›Ye ‹ in: Deutsches Wörterbuch (¹DWB) (2024)

i, ih, ie, y, ye.

die aufstellung dieser mit ei sich berührenden, im plattdeutschen überall dafür eintretenden interjection (gr. 3, 301) wird durch den umstand erschwert, dasz unsere sogenannte deutsche druckschrift I und J nicht zu unterscheiden vermag. es bleibt daher nicht selten zweifelhaft, ob Ie als langes i oder als je zu fassen ist, welches letztere theils aus der diphthongischen schreibung der interjection durch verlegung des tons von i auf e sich entwickeln konnte (Steinbach 1, 809 hält diese aussprache des ie für sächsisch), theils aber auch als geschwächtes ja aufgefaszt werden kann. s. das erste je. besonders tritt diese unsicherheit ein, sobald die interjection sich mit nun verbindet, wo dann i nun, je nun, ja nun in ihrer bedeutung sich nahe berühren oder zusammenfallen. Vieldeutig wie ei, doch mehr der niederen rede als der schriftsprache angehörend, wird i von den älteren lexicographen und grammatikern, soweit sie es überhaupt aufstellen, verschieden erklärt. bei Diefenbach 197ᵃ entspricht es lat. eia, Maaler 509ᵇ verzeichnet y als 'indignantis particula', Schottel 667, wo man es antreffen sollte, führt es nicht auf, Stieler 883 nur nebenbei in verbindung mit freilich: ie freilich 'maxime'. auch bei Rädlein und Frisch fehlt die interjection, dagegen gibt ihr Steinbach 1, 801 die bedeutung des lat. eheu, hem und führt als beispiel an: ie! das hätte ich nicht gemeint 'hem! hoc non putassem'.Mhd. scheint î, obwohl belege kaum vorhanden sind, ausdrücke des unwillens und der verwunderung gesteigert zu haben. darauf deutet eine stelle bei Hugo v. Trimberg:

swer aller sprâche kraft wil haben,

der merke mit vlîʒe fünf puochstaben.

die sint sô wirdic und sô schœne

daʒ alle wort und alleʒ gedœne

nâch in gestimmet müeʒe sîn,

des heiʒet man sie die stimmerîn.

a hebt und endet des mannes leben,

e dem wîbes namen ist gegeben,

i tratzes (trotzes) und auch wunders pfligt,

u von im selber niht vil wigt,

o schricket, ruofet, wünschet, wundert.

Renner 22188.

demgemäsz wendet Gottfried v.
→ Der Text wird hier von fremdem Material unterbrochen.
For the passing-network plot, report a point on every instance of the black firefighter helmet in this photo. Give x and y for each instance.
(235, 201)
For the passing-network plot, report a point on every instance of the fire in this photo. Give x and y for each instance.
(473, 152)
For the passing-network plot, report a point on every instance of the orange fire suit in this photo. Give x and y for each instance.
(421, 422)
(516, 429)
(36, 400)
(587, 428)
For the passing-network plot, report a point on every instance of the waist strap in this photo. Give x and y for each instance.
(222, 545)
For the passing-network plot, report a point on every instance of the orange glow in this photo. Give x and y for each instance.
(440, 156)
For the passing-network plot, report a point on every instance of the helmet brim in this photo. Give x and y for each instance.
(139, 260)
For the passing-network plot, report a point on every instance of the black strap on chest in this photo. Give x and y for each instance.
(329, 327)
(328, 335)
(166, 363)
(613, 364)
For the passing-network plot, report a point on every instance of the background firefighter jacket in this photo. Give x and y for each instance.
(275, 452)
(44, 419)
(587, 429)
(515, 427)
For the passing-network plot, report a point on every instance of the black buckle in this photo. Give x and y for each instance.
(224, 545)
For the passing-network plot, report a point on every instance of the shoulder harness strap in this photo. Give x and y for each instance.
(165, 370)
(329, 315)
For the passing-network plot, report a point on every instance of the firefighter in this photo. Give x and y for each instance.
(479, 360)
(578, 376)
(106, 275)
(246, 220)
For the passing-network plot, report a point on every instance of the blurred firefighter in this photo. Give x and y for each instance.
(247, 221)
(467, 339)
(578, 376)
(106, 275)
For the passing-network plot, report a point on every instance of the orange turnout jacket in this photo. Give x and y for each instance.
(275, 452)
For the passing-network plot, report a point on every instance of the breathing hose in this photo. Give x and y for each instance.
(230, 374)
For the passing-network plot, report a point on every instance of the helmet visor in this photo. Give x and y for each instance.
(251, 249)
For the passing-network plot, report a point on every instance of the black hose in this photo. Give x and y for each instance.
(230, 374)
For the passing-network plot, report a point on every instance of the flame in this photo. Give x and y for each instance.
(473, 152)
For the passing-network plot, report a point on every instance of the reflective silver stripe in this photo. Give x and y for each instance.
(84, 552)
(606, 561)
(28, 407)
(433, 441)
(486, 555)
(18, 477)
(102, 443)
Straszburg unwilliges, verwunderndes î in der frage an:

Tristan sprach 'merzî (gnade), bele Isôt!'

'î, übeler man', sprach Isôt, 'î,

unde vorderst dû merzî?

merzî gehœret niht ze dir'.

Tristan 10206.

Nhd. findet die interjection dieselbe verwendung, doch färbt sie dabei in mannigfaltiger abstufung bald entschiedener bald leiser den gedanken und wird, was ihren gebrauch betrift, in folgenden fällen und lagen angetroffen.

1)

gern tritt i vor den vocativ, um den anruf hervorzuheben: i lieber gott! i du gerechter himmel!; ie du diebischer kopf! hast du den dreck denn gar müssen vergessen? A. Gryphius Pet. Squ. 17; ie du tausend-engel, machstu meinen heutigen traum wahr? Chr. Weise polit. redn. (1679) 359; Jud. ie du schöner eidam! Phil. ie du freundlicher schwiegervater! maulaffe 43; ie herze frau gevatterin, wer wird sich denn flugs darauf besinnen? Schlampampe krankh. u. tod (1696) 2; ie du einfältiger tropf, wilstu mir nichts mehr sagen? 51; ie Anton, Anton, das ist ja eben der brief aus Berlin, welchen ich erwarte. Lessing 1, 296; ie Peter, so könntest du uns einen groszen dienst thun. 2, 394; ie du verdammter hundsfott von einem poeten! 2, 406; Laura. ie herr vater — Wumsh. ie jungfer tochter, schweig sie doch! 1, 379; ie herr wirth, wen bringen sie uns denn da? 1, 539 (Minna v. Barnh. 2, 8); ie mann, sagt ich, sei doch nicht arg! Miller Siegw. 1, 45. auch kann der ausruf über dritte personen ein solches i erhalten: i der seltsame mann!; Schlamp. (meine töchter) sprechen, sie müssen welche von adel sein, und solten sie kein hembde auf dem leibe behalten. Camill. ie die närrische dinger! Schlampampe krankh. u. tod 10.

2)

vermöge der analogie zwischen vocativ und imperativ tritt auch vor den letztern die interjection, mitunter von so begleitet: y lasz dir dz schnöd gält (geld) nit so lieb sein! Maaler 509ᵇ; ie sich (sieh) doch! es verlohnte sich .. Chr. Weise erzn. 228; ie fahre, galgenvogel, fahre und schmeisz da ehrlicher leute kinder um! Schlampampe leben 95;

st! siehst du, sprach das licht, dort die raquete steigen?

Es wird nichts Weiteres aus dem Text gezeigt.